You may be like most people who think that an estate plan is only for protection of your financial assets. However, a properly executed estate plan can be also be set-up to protect your health and end of life care.

If you are ever incapacitated because of a health problem or an injury, important decisions will need to be addressed about your care. An estate plan gives you the opportunity to guide doctors and medical staff on how you want to be taken care of. Having your wishes known will eliminate any confusion about how to proceed with your care. It will also allow family members to not have to deal with the stress of having to make these decisions on your behalf.
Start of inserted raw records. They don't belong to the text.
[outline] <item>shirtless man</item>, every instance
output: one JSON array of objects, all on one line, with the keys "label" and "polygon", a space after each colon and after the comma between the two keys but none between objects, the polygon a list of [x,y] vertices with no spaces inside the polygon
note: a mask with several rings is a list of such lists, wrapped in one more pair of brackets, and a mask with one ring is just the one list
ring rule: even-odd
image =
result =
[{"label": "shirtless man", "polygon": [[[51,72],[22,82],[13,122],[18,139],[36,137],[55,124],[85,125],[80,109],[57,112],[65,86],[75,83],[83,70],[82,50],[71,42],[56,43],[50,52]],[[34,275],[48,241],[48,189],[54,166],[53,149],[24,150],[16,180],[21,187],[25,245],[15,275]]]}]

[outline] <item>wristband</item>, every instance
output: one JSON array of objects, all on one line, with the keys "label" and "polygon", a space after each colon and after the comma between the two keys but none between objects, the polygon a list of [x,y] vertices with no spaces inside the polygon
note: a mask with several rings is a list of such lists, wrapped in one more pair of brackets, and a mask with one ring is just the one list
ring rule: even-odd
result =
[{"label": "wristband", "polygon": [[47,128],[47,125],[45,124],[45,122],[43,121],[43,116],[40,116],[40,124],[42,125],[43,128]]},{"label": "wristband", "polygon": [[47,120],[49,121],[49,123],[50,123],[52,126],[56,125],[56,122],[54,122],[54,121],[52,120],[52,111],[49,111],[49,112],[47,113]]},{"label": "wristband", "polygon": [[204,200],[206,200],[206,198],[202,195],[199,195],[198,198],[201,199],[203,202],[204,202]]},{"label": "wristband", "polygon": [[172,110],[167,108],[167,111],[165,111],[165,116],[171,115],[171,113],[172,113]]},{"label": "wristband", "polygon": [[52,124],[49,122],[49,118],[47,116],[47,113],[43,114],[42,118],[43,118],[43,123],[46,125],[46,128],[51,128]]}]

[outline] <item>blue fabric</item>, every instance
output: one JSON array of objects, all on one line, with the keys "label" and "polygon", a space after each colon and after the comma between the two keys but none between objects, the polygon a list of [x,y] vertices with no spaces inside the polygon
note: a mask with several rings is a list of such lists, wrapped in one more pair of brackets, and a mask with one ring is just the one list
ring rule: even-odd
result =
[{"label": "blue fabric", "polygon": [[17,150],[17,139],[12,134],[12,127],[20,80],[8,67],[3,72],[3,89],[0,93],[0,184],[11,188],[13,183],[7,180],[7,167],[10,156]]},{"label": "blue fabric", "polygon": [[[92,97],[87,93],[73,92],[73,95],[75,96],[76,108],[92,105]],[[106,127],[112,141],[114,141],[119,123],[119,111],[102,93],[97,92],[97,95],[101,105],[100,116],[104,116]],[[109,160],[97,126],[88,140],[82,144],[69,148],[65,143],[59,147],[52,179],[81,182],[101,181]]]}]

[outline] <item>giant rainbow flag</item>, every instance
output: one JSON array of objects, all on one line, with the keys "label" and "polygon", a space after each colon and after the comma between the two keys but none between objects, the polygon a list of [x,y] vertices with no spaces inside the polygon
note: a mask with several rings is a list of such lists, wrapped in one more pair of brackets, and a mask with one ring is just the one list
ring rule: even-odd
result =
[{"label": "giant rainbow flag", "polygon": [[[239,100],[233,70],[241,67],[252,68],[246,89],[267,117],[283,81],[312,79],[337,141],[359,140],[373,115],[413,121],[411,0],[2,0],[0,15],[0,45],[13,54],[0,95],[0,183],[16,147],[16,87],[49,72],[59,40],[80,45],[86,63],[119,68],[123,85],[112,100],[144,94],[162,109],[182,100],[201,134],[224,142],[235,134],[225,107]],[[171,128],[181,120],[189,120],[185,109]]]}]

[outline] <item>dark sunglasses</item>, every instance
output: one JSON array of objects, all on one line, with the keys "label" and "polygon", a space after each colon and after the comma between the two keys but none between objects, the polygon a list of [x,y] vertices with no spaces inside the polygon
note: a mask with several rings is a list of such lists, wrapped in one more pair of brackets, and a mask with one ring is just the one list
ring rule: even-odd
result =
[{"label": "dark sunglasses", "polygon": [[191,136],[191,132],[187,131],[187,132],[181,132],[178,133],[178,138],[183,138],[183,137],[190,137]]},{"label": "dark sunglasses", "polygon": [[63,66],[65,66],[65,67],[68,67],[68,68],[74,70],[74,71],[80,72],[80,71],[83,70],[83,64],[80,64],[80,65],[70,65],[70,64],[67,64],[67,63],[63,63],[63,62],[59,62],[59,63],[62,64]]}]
Your health care directive

There are three types of advanced health care directives you can choose from and have prepared. These are a living will, a durable power of attorney of health care and a do-not-resuscitate order.

Living will

You can set-up a living will to make your preferences known as to the type of care you would like to receive. If a prognosis on your care is not clear or family members have a disagreement about the course of your care, having a directive in place is the best way to address your health care needs.

Durable power of attorney

You may also decide to prepare durable power of attorney for your health care. By doing this, you are enabling a person of your choosing to handle as much or as little of your health care plans as you wish if you are to become incapacitated. The person you designate this responsibility to will need to accept this obligation and will need to sign the power of attorney document.

Do-not-resuscitate

Sometimes a do not resuscitate order is referred to as “allow natural death.” Hospital staff will always try to resuscitate a patient unless there are explicit instructions against it. A do-not-resuscitate order is part of your living will and will not affect any treatments you may need that will not require CPR or intubation.

When it comes to estate planning, there is more to it than just planning for your asset distribution. You should take the time to speak with an estate planning professional who can explain all the details of a healthcare directive.